Optimize Your AWS Data Lake with Data Enrichment and Smart Pipelines
As an engaged member of the AWS community, we’re always on the lookout for new technologies and software tools that can help our customers succeed in their AWS data lake initiatives.
During the most recent AWS Re:Invent conference in Las Vegas, we had the opportunity to engage directly with AWS partners, customers, and other technology companies operating in the AWS ecosystem.
That’s where we discovered StreamSets, a modern DataOps Platform helping customers build resilient data pipelines to enrich enterprise logs and other data before ingesting it into their data lake(s). After learning more about smart data pipelines and data drift detection, we saw StreamSets as a complementary solution for ChaosSearch - a tool that could help our customers optimize how they get data into AWS before indexing and analyzing it with ChaosSearch.

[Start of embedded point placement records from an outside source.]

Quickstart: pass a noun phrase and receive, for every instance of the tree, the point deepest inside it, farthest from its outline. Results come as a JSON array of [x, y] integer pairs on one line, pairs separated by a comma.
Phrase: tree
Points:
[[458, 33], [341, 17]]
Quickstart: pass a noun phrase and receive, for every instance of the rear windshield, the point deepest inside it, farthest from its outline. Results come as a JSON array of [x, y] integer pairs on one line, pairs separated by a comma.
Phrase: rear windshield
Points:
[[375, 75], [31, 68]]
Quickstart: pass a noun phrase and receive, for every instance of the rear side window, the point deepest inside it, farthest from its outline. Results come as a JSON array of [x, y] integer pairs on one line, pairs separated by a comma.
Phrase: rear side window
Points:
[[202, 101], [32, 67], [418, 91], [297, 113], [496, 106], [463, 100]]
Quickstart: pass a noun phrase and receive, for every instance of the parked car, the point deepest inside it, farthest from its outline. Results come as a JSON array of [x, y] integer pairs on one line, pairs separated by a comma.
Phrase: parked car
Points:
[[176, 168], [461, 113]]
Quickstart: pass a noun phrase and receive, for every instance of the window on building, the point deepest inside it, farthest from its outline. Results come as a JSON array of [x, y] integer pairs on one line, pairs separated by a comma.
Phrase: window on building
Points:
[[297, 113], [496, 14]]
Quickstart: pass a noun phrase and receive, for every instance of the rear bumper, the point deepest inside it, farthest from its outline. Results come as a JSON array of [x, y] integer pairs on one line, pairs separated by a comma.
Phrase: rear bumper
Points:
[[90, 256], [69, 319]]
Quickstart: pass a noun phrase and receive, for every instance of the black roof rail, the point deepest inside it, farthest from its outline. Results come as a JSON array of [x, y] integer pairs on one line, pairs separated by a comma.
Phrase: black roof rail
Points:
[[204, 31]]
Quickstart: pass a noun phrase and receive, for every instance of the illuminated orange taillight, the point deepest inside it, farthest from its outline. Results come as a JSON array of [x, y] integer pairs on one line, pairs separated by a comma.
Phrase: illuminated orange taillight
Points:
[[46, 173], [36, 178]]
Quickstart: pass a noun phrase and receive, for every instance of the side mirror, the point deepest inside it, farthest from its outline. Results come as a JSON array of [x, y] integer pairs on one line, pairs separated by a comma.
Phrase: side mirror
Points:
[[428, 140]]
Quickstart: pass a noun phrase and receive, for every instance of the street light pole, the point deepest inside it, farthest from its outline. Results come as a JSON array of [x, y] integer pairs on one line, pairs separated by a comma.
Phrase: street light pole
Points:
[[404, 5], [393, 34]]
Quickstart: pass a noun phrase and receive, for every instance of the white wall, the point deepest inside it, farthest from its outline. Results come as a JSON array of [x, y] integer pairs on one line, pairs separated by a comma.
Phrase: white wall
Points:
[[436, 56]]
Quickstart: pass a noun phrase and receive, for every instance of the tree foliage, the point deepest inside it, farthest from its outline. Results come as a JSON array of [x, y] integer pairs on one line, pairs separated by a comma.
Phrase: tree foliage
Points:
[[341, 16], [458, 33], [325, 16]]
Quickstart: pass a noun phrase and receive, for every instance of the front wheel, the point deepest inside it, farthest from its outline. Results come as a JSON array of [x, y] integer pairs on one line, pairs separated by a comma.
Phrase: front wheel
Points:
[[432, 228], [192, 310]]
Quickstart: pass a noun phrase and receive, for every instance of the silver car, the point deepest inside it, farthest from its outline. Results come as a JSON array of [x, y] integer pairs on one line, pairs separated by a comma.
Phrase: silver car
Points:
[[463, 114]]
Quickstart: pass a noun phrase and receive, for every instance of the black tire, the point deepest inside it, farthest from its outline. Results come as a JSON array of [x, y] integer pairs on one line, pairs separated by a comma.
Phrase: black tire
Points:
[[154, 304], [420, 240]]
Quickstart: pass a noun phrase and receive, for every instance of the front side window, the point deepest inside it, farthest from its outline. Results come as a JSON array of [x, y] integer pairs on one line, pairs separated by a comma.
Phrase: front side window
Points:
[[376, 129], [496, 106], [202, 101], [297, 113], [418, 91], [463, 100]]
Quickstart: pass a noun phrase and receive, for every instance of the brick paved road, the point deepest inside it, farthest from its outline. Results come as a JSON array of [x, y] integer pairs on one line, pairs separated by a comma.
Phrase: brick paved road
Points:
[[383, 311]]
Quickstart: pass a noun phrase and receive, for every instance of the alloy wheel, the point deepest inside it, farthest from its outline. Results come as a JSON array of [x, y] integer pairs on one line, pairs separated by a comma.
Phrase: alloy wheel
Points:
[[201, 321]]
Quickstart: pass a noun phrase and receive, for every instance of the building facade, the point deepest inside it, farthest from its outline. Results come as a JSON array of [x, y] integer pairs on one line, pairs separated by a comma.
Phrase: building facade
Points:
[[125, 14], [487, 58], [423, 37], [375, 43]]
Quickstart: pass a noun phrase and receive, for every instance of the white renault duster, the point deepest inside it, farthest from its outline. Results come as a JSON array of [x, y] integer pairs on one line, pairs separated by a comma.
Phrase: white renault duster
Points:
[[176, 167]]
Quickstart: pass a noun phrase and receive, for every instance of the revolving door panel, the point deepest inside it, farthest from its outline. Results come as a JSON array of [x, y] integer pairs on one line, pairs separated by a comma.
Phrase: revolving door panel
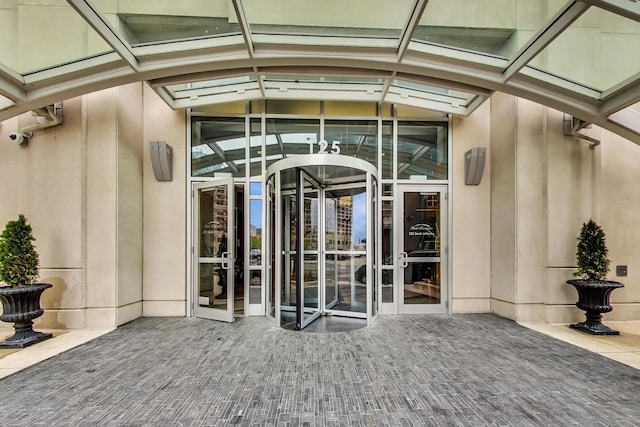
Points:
[[321, 260]]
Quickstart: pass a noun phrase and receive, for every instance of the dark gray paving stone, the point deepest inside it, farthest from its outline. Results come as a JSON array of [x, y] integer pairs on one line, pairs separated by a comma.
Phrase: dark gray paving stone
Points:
[[461, 370]]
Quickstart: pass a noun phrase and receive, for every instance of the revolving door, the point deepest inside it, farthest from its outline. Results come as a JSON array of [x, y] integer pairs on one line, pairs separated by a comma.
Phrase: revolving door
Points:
[[321, 239]]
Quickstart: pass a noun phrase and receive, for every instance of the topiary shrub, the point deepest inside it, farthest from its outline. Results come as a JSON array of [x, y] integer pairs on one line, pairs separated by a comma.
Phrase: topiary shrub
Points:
[[591, 255], [19, 260]]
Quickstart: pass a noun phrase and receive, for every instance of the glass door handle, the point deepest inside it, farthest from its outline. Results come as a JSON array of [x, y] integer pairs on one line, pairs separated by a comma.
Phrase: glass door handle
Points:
[[404, 260]]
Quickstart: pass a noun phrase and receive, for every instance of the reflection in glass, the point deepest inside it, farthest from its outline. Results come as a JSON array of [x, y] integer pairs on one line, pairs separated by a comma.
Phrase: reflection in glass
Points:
[[218, 145], [357, 138], [347, 276], [214, 205], [387, 150], [271, 241], [212, 286], [164, 20], [342, 18], [422, 149], [39, 36], [387, 251], [255, 232], [255, 286], [255, 152], [311, 220], [421, 218], [476, 27], [286, 138], [424, 283], [601, 44]]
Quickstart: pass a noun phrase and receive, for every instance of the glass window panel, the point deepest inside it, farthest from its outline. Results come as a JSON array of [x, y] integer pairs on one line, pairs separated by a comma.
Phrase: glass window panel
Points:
[[341, 108], [255, 287], [5, 103], [255, 232], [496, 27], [387, 150], [358, 138], [346, 276], [275, 106], [162, 20], [387, 251], [601, 46], [255, 151], [422, 150], [188, 90], [255, 188], [38, 38], [218, 145], [329, 18], [454, 97], [227, 108], [310, 221], [330, 228], [346, 219], [290, 137]]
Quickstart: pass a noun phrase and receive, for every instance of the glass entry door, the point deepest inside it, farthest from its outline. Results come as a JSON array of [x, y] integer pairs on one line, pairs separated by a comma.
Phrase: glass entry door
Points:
[[321, 254], [422, 261], [213, 239]]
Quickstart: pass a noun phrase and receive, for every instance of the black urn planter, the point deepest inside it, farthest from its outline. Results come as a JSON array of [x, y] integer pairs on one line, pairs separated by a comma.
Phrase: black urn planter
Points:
[[21, 305], [593, 297]]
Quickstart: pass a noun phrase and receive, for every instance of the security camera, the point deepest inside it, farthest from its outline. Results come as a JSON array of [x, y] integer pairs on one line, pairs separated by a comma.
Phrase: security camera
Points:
[[18, 137]]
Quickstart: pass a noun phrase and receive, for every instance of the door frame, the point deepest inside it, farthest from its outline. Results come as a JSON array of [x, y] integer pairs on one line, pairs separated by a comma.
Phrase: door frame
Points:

In this week’s blog, we’re taking a closer look at StreamSets data integration technology and how our customers can benefit from using StreamSets with ChaosSearch to power data enrichment and analytics on AWS.
Read: 10 AWS Data Lake Best Practices
Enterprises Struggle to Make Sense of Big Data
Enterprise data is exploding in size and complexity, with businesses capturing logs and other data from hundreds of sources (e.g. operating systems, microservices, applications, mobile devices, cloud services, etc.), in structured, unstructured, and semi-structured formats (JSON, LOG, CSV, etc.).
With enterprise data growing rapidly, there’s a huge opportunity for companies to transform the data they’re producing into actionable and timely insights that can inform business decision-making.
But here’s the problem:
Today’s analytics solutions - including data warehouses and data lakes - simply weren’t built to handle the scale of data that organizations are generating in 2022. As data scales up, data engineers get bogged down by time-consuming ETL and pipeline maintenance.
Data lakes often turn into data swamps where data is stockpiled with no way to make use of it. Data that can’t be analyzed due to high costs is often discarded, its value wholly lost.
ChaosSearch Delivers Data Lake Analytics at Scale
ChaosSearch was designed to solve data lake analytics at scale, leveraging public cloud architecture to fulfill the true data lake promise of cost-optimized data storage, easy data ingest, schema-on-read, and on-demand, multi-model data access.
The ChaosSearch cloud data platform sits on top of Amazon S3, transforming your public cloud storage into a hot data lake for analytics in the cloud. As your data moves into Amazon S3, our proprietary Chaos Index® technology indexes it for multi-model access (i.e., full-text search, SQL queries, and machine learning) with up to 95% compression.
Once data is indexed, you can create virtual views by cleaning, preparing and transforming your data with the Chaos Refinery®. Virtual views can be turned into visualizations and dashboards using Kibana, which is natively included with ChaosSearch, and it all happens without data movement or ETL processing.
To start using ChaosSearch, our customers need to get their data into cloud object storage such as Amazon S3. We’ve emphasized Elasticsearch replacement and log analytics as early use cases for our platform, so many of our customers use tools like LogStash and Fluentd to move log data into Amazon S3.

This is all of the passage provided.